Y, por supuesto, espléndidos y polémicos
libros de crítica: La littérature à
l´estomac (1950), Préferences (1961),
o los dos volúmenes de Lettrines
(1970 y 1974, respectivamente). Pero su mejor libro de no ficción es, sin
ningún género de dudas, En lisant, en écrivant (1980), más
allá de los acuerdos o desacuerdos (su discutible crítica a figuras ejemplares
como Bataille y Céline, por ejemplo) que pueda suscitar una obra tan ambiciosa
y personal como esta. Al revisar ahora, con mirada renovada, el índice del
libro, vuelve a evidenciarse la cualidad más asombrosa del mismo, constituir
una suma incomparable de historia y cultura literarias: reflexiones de una
sutileza sin igual sobre las relaciones entre literatura y pintura, literatura
y cine, o literatura e historia; inteligentes análisis del fenómeno
intransitivo de la lectura y la escritura; consideraciones inusuales sobre la
memoria y la historia, o la difícil historización de la literatura; la
importancia de Alemania en el surgimiento de la conciencia literaria europea y
la del surrealismo en el desarrollo de la sensibilidad moderna; etc. Una obra
de madurez, en todos los sentidos de la palabra, de un autor excepcional que se
inscribe de pleno derecho en una tradición novelesca que conoce perfectamente
en todos sus matices, variedad y evolución: una tradición fecunda que comienza
con Balzac y Stendhal y se prolonga a lo largo del diecinueve con Flaubert,
Zola o Huysmans para consumarse en Proust. Precisamente, la inseminación
surrealista y la influencia de autores admirados como Ernest Jünger (la
extraordinaria Sobre los acantilados de
mármol es un precedente moral de Le
Rivage des Syrtes) o Dino Buzzatti (la hipnótica fábula de El desierto de los tártaros, aún más) le
proporcionaron a Gracq ese componente diferencial que necesitaba su escritura
singular para prolongar en otro contexto histórico y cultural esa vigorosa
tradición narrativa con un eslabón más, de una riqueza admirable.

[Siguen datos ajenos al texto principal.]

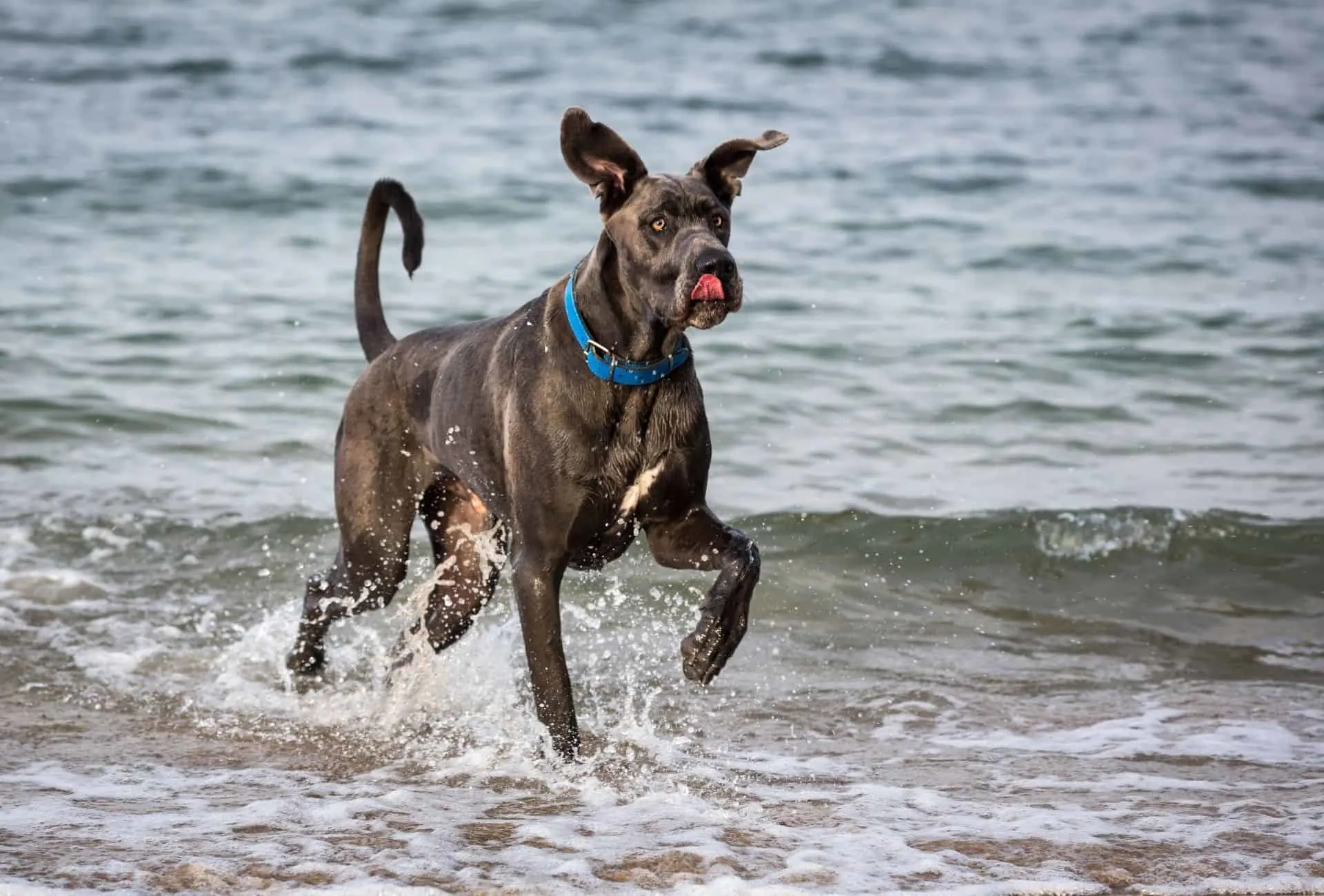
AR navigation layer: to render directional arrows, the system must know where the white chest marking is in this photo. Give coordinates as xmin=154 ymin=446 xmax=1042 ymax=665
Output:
xmin=616 ymin=460 xmax=663 ymax=519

La littérature à l´estomac anticipa muchos de los
puntos de vista desarrollados en estos otros libros de Gracq, pero el tono de
su intervención es más polémico y visceral. Tras el refinado análisis de las
condiciones de marginación en que ha de desarrollarse la literatura bajo el
imperio insidioso de los medios de comunicación, la opinión gregaria, la
manufactura industrial y el afán de lucro de las editoriales comerciales se
oculta a veces un ajuste de cuentas privado contra algunas escuelas y modas,
como el existencialismo sartriano, cuya notoriedad a Gracq le parecía
desproporcionada y fundada en motivos escasamente literarios.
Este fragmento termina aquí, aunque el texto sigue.